Florida Gov. Ron DeSantis on April 1 said that Florida is willing to offer workers and state resources to help finish the construction of a wall along the U.S.–Mexico border.
“You need to have a wall because if you don’t, you’re always going to have an administration that doesn’t care about enforcing [border security],” DeSantis said at the Pennsylvania Leadership Conference in Harrisburg, Pennsylvania. He fit the comments into larger concerns about the weaponization of the federal government against Democrats’ political enemies.
President Joe Biden and Department of Homeland Security Secretary Alejandro Mayorkas have been accused by Republicans of refusing to enforce U.S. border laws for ideological reasons.
Currently, the United States is dealing with an unprecedented influx of illegal aliens along the southern border. Despite this, Biden has refused to carry on construction of former President Donald Trump’s border wall. The wall has already received federal funding. However, Biden’s opposition to the barrier means that the materials for the wall have been left lying along the border uncompleted.
DeSantis offered to allow the resources of his own state to be used to complete the project.

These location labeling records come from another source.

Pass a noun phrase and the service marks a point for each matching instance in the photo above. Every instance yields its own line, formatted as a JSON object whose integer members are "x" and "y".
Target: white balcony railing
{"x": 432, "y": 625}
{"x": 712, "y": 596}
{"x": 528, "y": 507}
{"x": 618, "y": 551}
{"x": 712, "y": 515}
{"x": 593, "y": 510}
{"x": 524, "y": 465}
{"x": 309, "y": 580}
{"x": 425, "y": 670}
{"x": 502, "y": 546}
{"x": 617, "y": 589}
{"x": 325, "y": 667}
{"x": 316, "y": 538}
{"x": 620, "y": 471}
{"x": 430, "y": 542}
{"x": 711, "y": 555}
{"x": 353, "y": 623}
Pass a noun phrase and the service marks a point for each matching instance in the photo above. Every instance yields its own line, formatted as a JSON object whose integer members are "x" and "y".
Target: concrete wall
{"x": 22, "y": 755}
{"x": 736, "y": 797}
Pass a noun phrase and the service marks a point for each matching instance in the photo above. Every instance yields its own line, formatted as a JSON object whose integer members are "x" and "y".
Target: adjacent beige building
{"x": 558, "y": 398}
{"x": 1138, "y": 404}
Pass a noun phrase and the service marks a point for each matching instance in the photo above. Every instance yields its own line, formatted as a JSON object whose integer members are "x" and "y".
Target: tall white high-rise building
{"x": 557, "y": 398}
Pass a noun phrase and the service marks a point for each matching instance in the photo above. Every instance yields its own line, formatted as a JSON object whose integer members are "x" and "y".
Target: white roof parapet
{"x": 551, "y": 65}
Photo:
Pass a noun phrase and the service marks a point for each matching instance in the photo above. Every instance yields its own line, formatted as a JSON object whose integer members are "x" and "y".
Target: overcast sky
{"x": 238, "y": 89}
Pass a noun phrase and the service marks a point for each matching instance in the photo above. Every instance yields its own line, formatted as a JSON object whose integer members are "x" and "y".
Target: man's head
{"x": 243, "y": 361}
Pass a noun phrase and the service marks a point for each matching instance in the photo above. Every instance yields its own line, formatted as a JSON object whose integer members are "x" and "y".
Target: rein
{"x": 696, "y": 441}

“Put us in, coach. Come on, Joe, we‘ll do it,” DeSantis said. “We’ll get it done.”
“What I tell people is we have some experience in construction in Florida,” DeSantis said, noting the prevalence of serious hurricanes there.
After Hurricane Ian made landfall in Florida in September 2022, a bridge to Pine Island, Florida, and Sanibel Island, Florida, was disabled. Locals were told that the bridge—the only thing connecting the islands to the mainland—would take over six months to repair.
“Those islands would have died” if it had taken six months to repair the bridge, DeSantis told the crowd.
At the time, DeSantis offered state resources to expedite the repair of the bridge despite its not being a state-owned and maintained bridge.
“I got my team together. And I said, ‘Listen, I don’t want any red tape. I don’t want any bureaucracy. I don’t want any of this stuff. I just want this stuff built. So let’s start now and get it done.’ And so we took over the job for Pine Island, and they feared that they were going to be out of a bridge for six months. We rebuilt the bridge in three days,” DeSantis said to a round of applause.
“And so I just raise that—I just raise that because I am willing to send my Florida people down to the southern border to build a wall,” DeSantis said.
Construction on the wall has stalled for political rather than logistical reasons.
While the wall and the materials to build it are already financed by the federal government, Biden has refused to allow construction to recommence on the barrier. Democrats have long claimed that Trump’s proposed wall is “xenophobic,” and have opposed its construction each step of the way.
Florida would not be able to make good on DeSantis’ offer without a green light from the Biden administration, which seems unlikely to be forthcoming as Biden prepares for a potential second run for the presidency.